Notes for developing local standards for master images of large format scans (above 17 x 24 inches physical size).
MASTER
TIFF Format, uncompressed, flat
24 bit depth
400 ppi
General file size 800MB - no greater than 1.5 GB
ACCESS
Use JP2 format for Zoomable display
see specs at https://digitalriceprojects.pbworks.com/w/page/49937056/JPEG2000%20Profile
Embedding layers into TIFFs will greatly increase file size (more than double), so all final master TIFFs should be flat if processed using Photoshop or other imaging editing tool.
Since scanning at “real size”, use of 400ppi should be sufficient
Reasonable file size may be 800MB or less. Set maximum file size of 1.5GB.
the largest map scanned to date is around 1.2GB but this map is a composite (merged in photoshop) of 3 scans. Expectation is that most maps will be much less than 1GB
If file size is greater than 1.5 GB may need to resample using 5000-10000pixels at long side
Policy: No scans of Rice Campus buildings will be placed in the IR for security purposes per Lee Pecht.
Local projects should develop a method for tracking file sizes for large scale images to estimate digital preservation storage needs. This should be reported to DSS once a year for budgeting purposes.
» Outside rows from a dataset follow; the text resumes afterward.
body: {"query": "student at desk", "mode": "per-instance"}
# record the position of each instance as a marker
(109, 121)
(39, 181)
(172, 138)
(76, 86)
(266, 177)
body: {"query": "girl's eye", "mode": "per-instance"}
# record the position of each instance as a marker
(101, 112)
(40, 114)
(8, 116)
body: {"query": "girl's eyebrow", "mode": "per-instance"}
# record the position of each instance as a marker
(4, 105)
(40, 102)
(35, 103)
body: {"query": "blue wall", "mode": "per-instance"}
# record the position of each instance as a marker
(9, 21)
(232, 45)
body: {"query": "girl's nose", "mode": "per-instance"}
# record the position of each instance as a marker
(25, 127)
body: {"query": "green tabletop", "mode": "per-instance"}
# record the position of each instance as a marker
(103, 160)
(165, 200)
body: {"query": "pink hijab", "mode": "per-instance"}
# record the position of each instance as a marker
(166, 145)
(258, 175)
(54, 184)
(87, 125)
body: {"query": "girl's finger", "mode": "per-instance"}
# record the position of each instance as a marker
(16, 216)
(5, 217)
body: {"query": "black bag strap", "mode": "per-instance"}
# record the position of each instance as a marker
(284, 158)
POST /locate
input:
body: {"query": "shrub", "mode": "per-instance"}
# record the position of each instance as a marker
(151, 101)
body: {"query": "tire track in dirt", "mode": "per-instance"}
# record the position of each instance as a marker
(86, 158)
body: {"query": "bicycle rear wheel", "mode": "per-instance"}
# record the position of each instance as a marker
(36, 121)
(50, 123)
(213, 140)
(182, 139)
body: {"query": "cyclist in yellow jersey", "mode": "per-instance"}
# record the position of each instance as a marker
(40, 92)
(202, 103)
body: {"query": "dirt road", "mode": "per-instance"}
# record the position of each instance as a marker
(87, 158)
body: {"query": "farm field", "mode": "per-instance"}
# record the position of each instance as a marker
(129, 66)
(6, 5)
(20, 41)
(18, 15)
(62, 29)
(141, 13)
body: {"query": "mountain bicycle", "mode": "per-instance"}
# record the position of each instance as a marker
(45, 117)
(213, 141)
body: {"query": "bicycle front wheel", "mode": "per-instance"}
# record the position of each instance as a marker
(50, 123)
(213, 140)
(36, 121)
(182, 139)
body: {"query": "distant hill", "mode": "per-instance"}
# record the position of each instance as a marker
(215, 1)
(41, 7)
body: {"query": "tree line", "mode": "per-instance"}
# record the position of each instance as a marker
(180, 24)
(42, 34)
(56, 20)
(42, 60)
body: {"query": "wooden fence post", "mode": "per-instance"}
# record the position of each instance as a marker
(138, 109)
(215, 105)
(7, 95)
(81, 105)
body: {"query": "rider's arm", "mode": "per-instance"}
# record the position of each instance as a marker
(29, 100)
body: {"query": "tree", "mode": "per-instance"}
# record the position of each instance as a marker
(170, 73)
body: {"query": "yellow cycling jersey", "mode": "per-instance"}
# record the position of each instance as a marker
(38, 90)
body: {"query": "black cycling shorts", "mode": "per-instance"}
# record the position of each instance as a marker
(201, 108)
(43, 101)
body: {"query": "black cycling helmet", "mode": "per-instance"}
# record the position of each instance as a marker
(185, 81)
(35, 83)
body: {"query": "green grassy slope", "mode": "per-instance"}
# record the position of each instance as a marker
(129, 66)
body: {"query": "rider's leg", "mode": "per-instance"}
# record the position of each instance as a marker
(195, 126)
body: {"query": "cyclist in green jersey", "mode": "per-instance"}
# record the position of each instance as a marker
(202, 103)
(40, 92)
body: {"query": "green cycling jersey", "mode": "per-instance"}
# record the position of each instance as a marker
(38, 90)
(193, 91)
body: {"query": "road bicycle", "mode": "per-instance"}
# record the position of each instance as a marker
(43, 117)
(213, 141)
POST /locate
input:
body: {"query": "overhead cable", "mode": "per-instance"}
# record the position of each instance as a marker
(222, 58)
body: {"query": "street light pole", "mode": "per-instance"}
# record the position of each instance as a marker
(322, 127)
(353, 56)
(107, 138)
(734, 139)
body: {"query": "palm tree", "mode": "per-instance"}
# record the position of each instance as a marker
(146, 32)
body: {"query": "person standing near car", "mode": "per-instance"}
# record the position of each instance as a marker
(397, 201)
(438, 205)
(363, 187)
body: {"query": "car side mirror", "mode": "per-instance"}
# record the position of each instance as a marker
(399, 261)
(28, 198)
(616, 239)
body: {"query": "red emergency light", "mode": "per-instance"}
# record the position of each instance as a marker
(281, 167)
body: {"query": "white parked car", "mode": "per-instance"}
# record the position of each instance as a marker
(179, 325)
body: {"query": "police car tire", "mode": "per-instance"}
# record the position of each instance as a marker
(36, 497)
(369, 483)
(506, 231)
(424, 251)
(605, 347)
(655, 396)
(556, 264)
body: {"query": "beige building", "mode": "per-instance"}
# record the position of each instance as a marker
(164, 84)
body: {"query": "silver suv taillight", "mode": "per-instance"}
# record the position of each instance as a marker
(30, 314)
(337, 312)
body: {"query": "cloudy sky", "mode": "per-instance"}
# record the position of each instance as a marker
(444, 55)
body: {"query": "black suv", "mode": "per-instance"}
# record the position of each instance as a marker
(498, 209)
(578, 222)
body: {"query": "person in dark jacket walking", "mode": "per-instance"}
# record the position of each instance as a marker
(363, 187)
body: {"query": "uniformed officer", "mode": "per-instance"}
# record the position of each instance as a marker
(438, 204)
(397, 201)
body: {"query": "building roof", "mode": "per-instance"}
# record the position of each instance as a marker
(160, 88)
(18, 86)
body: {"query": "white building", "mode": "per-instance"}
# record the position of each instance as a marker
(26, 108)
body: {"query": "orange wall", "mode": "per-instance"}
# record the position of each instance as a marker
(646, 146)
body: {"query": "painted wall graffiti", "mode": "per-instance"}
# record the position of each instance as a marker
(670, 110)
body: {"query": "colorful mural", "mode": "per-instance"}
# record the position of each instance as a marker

Some overly large files can not use adobe (Bridge or Photoshop) to embed metadata. In such cases, use EXIF tool (see below for steps).
tips for merging files, see Image editing tips
Benefit: Greatly reduce storage needs and related costs in the event of significant growth of large scale scans. This practice of using JPEG2000 as masters is currently being used at the Library of Congress, British Library and Wellcome Library.
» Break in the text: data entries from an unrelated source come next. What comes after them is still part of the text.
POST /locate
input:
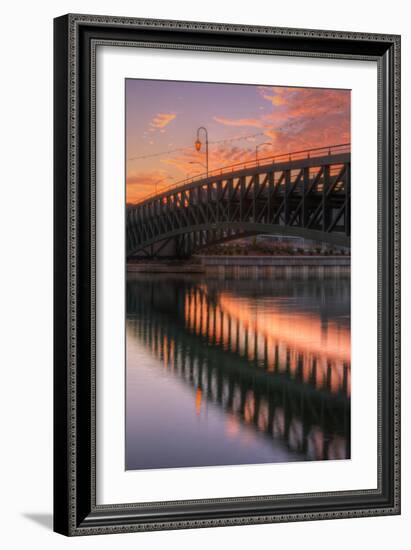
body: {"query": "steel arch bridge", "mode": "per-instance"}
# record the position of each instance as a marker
(304, 194)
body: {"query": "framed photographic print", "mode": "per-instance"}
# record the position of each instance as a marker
(227, 281)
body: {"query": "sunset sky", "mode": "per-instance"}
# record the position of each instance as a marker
(162, 118)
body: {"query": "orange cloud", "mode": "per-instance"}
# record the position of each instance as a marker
(161, 120)
(275, 99)
(255, 122)
(140, 184)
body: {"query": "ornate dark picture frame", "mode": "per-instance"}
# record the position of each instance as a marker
(76, 38)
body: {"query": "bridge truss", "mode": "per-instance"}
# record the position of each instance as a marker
(307, 197)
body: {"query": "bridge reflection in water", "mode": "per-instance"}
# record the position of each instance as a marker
(236, 371)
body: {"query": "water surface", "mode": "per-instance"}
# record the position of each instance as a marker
(236, 370)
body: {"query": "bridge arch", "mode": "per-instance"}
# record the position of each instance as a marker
(308, 198)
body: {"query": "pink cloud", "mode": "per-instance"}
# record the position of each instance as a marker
(161, 120)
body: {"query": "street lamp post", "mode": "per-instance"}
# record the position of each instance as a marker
(258, 146)
(198, 144)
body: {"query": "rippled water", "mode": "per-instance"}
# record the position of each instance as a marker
(246, 370)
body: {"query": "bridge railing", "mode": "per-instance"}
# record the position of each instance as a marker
(263, 161)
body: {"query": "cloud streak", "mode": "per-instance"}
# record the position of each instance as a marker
(161, 120)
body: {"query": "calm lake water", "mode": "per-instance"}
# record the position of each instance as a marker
(236, 370)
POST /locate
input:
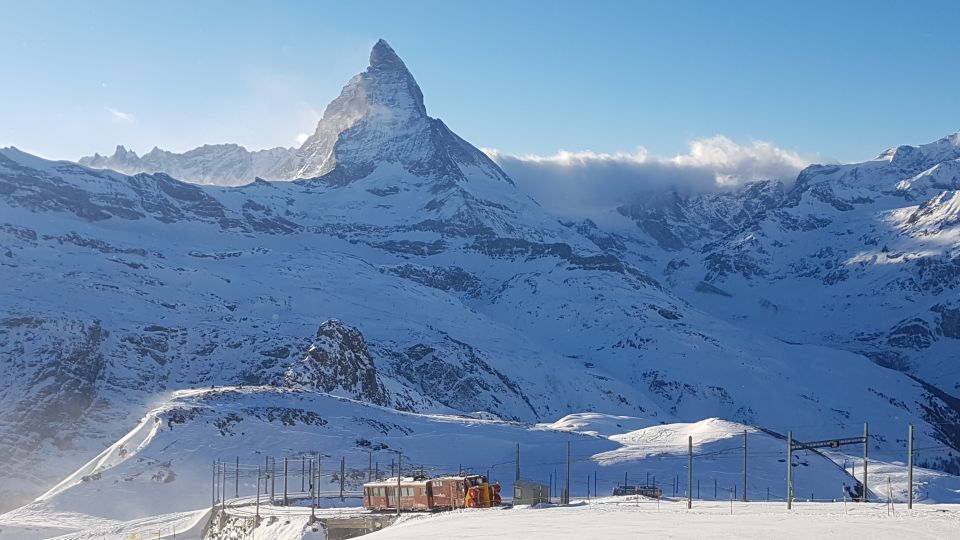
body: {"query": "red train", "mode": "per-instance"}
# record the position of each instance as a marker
(432, 494)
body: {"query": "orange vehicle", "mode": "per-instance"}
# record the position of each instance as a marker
(431, 494)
Known issues with using JP2 format as master
loss of color profile info
Need special software to view/create JP2 files
Therefore not recommended to use JP2 as master format at this time.
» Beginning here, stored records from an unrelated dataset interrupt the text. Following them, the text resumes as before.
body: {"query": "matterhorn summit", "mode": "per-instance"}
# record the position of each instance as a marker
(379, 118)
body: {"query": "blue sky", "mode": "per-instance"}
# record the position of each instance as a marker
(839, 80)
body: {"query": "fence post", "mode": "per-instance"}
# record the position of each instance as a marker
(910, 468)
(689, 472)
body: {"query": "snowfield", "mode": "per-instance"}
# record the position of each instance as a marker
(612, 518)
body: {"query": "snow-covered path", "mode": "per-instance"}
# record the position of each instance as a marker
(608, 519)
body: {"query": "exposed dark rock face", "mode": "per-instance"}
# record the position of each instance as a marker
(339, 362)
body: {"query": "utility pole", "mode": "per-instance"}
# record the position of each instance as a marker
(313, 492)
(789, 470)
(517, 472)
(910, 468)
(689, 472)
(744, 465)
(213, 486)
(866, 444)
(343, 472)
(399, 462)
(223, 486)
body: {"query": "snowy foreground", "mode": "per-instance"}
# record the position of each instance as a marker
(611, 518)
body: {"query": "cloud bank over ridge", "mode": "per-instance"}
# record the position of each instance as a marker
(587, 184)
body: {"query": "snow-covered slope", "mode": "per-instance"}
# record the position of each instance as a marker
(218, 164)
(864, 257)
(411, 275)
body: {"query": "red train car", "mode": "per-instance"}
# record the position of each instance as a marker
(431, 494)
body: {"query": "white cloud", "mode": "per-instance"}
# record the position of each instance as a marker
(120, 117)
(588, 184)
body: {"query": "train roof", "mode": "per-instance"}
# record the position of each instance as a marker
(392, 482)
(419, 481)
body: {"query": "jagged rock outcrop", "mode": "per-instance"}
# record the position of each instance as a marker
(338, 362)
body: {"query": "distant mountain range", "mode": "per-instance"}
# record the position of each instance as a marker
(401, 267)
Can automate creation of unique metadata for individual files using *.bat file. Tip: Use excel to capture unique metadata and then copy/paste data in *.bat file and run from command line window.
basic command example [ref]:
exiftool -Title="This is the Title" -Author="Happy Man" -Subject="PDF Metadata" image.tif
This command embeds a title, author and subject (keyword field) into the TIFF file.
This command will create a backup of the original file if you do not use the; -overwrite_original switch, this means a duplicate will exist in the folder where the updated pdf is. From example above; a file named drawing.pdf_original will be created.
all tiffs should be flat, no layers
The field in exiftool indicating layers is ImageSourceData; see Using exiftool for the QC process wiki page for “how tos”
On going activity. Monitor any mention of large scale scanning specs in the community. If new practices/methodologies are discovered that recommend different guidelines, we can re-evaluate our local practices at that time.
http://www.library.unt.edu/digital-projects-unit/standards#large-format-posters-and
Large Format (Posters and Maps) Above 17 x 24 inches (A2)
Image Types |
Bit Depth |
Color Space |
Resolution (ppi) |
Scale |
File Format |
B&W Maps/Posters |
8-bit |
Grayscale |
5000 - 10000 pixels across the longest side |
100% (1:1) |
Tiff (uncompressed) |
Color Maps/Posters |
24-bit |
RGB |
5000 - 10000 pixels across the longest side |
100% (1:1) |
Tiff (uncompressed) |
Standards for Scanned U.S. Geological Survey Historical Topographic Quadrangle Collection
http://pubs.usgs.gov/tm/11b03/pdf/TM11-B3.pdf.
Highlights:
majority of the maps are scanned at 600 PPI.
[24bit] is a true-color image appropriate for high quality printing
The goal is to produce a GeoPDF with a file size less than 20 MB.
High quality viewing and printing also is a goal for the TIFF. Typically the TIFF maps will range from 500 MB to 1.4 GB, again depending primarily on the original map sheet size.
National Geospatial Program Standards and Specifications: http://nationalmap.gov/standards/index.html
http://www.digitizationguidelines.gov/guidelines/FADGI_Still_Image-Tech_Guidelines_2010-08-24.pdf
Highlights:
400 ppi minimum for oversize documents, alternative minimum of 300 ppi (dependent on size of smallest character in document)
Resolution of 8,000 pixels across longest side
https://library.stanford.edu/research/digitization-services/labs/digital-production-group/capture-specs/large-format-scanning
Highlights:
Recommends compressed TIFF format. This may be an alternative to explore if storage sizes become non-sustainable
Recommends using JPEG2000 as access version
DCRM(C): Descriptive Cataloging of Rare Materials (Cartographic). Rare Books and Manuscripts Section of CRL (2016) http://rbms.info/files/dcrm/dcrmc/DCRMC.pdf
Recent publication. Need to explore any possible local applications from these new guidelines.